Neil Portnow: The fixer?

GRAMMY, WE HAVE A PROBLEM: This has been a big year for both Justin Timberlake and Jay Z, but you’d never know it from the Grammy nominations, as they were cock-blocked in the Best Album, Song and Record categories. Add in the incomprehensible slights of Imagine Dragons and Lorde slight for Best New Artist, and you’re looking at one hell of a mess. Who is in the room and making these decisions on the nominees? Have the Grammys jumped the shark? Industry insiders are looking for Neil Portnow to find a way to prevent a travesty of this magnitude from happening ever again. The Recording Academy topper has the power to seize control of what is clearly an out-of-control situation, but will he choose to do so? The entire industry awaits the answer.

Michael Rapino: The live wire

MANAGEMENT: Mega-managers Scooter Braun and Troy Carter joined forces as the acquisitive Braun began to make use of a war chest reportedly valued at north of $100m to roll up other big management companies in the Azoff-ian tradition. The project appears to be moving along briskly, despite Carter’s divorce from Lady Gaga, with Brandon Creed (Bruno Mars), Drake’s management team and Larry Rudolph (Britney Spears, Miley Cyrus) among the high-profile managers either in the fold or in discussions about becoming part of Braun’s projected empire… Meanwhile, Live Nation’s Michael Rapino closed a $30m deal with Paul McGuinness Principle Management, and reportedly tapping Guy Oseary to handle the day-to-day for the band. Additionally, Rapino has quietly reorganized the management aggregate Artist Nation, formerly known as Front Line, and is moving forward with far fewer management companies in tow.

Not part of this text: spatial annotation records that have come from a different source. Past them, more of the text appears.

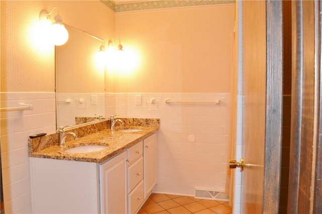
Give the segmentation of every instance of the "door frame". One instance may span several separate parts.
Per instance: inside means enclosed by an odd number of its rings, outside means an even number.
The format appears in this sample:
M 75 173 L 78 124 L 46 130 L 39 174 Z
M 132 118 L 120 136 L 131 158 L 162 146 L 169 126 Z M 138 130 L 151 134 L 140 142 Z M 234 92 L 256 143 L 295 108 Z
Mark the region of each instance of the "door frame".
M 322 210 L 321 5 L 316 0 L 292 2 L 294 48 L 288 213 Z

TOURING: Rapino’s Live Nation had a record-breaking quarter, widening its lead over AEG LiveBon Jovi may not sell records the way it once did, but the veteran band can still put asses in seats worldwide like few others, with more than 2m this year, grossing $205m. John Branca and Cirque Du Soleil’s Michael Jackson The Immortal World Tour was #2 with a $157m, while #3 P!nk ($148m) edged Bruce Springsteen by just $300k. Rihanna ($140m) rounded out the Top 5.

Irving Azoff: the big baller

MUSICAL CHAIRS: Lest we forget, the 2013 party began, fittingly, on New Year’s Eve 2012, when Irving Azoff shocked the world by splitting from Live Nation, causing rampant speculation about what he might have up his sleeve, and vaulting Michael Rapino to king of the live business. These plotlines played out later in the year when Azoff teamed up with James Dolan to form the multifaceted, deep-pocketed MSG Azoff Entertainment, which is expected to flex its muscles in 2014, while Rapino’s chief rival, the polarizing Randy Phillips, was fired as AEG Live boss in November after embarrassing Phil Anschutz’s parent company during the Michael Jackson wrongful-death trial; Phillips’ replacement is Jay Marciano.

Jimmy Iovine: The multitasker

TECH: The streaming/online radio/VOD bandwagon was—and is—in full swing with the launch of iTunes Radio, the growth of iHeartRadio and the bidding war for VEVO, as Spotify, Pandora, Rhapsody and Rdio hung on for dear life. Will Jimmy Iovine, Dr. Dre and Luke Wood put another nail in the coffin of embattled Spotify with the January launch of the Beats Music "curated" streaming service? Whatever transpires during the course of 2014, next year promises to be another wild ride in the music biz.